Of course the Gallery does have rules about the minimum amount of space they allow between paintings, and how close to the floor or ceiling one can hang art work, but that still leaves a lot of room for arrangements. I spent most of the day today trying different layouts out on my living room floor to see which paintings looked together by color and shape. After a testing out a dozen different arrangements, I have finally settled upon this one. It will allow me to hang at least eight of the ten paintings from the Sedona Series, and still have enough flexibility in sizes that if one sells, I won't have to rehang the entire wall just to replace it.
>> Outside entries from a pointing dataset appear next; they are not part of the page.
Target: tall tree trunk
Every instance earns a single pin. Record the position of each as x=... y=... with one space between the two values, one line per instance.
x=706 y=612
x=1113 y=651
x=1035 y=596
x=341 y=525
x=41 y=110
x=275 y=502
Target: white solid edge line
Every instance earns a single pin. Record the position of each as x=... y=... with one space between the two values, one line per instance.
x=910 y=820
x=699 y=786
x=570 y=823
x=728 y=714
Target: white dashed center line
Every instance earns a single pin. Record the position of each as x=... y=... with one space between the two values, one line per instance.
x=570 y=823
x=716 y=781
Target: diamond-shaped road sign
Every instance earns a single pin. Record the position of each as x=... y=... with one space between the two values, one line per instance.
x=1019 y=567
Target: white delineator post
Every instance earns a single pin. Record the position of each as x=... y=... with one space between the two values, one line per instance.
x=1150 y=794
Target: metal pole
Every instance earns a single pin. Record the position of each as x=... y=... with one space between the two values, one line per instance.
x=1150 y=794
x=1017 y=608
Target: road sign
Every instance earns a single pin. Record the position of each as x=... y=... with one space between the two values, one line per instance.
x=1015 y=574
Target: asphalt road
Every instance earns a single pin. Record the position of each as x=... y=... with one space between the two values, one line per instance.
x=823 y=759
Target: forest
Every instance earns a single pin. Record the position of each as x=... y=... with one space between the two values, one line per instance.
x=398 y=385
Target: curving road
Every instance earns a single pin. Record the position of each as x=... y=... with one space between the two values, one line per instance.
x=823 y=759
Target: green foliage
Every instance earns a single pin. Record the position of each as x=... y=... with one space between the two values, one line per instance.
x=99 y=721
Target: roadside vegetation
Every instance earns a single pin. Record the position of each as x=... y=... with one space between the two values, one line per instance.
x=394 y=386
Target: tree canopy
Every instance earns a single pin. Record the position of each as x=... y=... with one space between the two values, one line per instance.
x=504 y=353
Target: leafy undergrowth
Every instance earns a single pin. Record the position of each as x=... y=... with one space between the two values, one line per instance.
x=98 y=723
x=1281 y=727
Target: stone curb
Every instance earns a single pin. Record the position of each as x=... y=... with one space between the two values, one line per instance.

One of the last things I do before framing my paintings is take a high resolution photograph of each one. This requires mounting the unframed painting on a black velvet background, setting up photo lamps on stands aimed at 45 degree angles to the painting and mounting my camera on a tripod. The camera is then raised to be even with the center of the painting and perpendicular to the paintings surface. The goal is to get a high quality photograph which is as close the painting's actual color as possible. This is what the the Sedona set looks like.
Cathedral Rock Reflections 11'w x 14" h Oil Painting
This painting presented some interesting challenges. The classic view of this landmark is usually viewed with the red spires reflected in Oak Creek's still waters. To get this perspective photographers stand in the middle of the creek when the water level is low and there weather is cold enough that no one is in the water.
Unfortunately, on the day we were there, temperatures had reached 105 F, and every inch of water was occupied by somebody trying to cool off. even upstream, in the areas where there was large areas of exposed rock and little water to splash in, there were families spread out everywhere ,picnicking and enjoying the view. I was finally able to snap a few small puddles in the rocks with good reflections, . I had to crop the people out of the scene then concentrate on painting a more interesting foreground.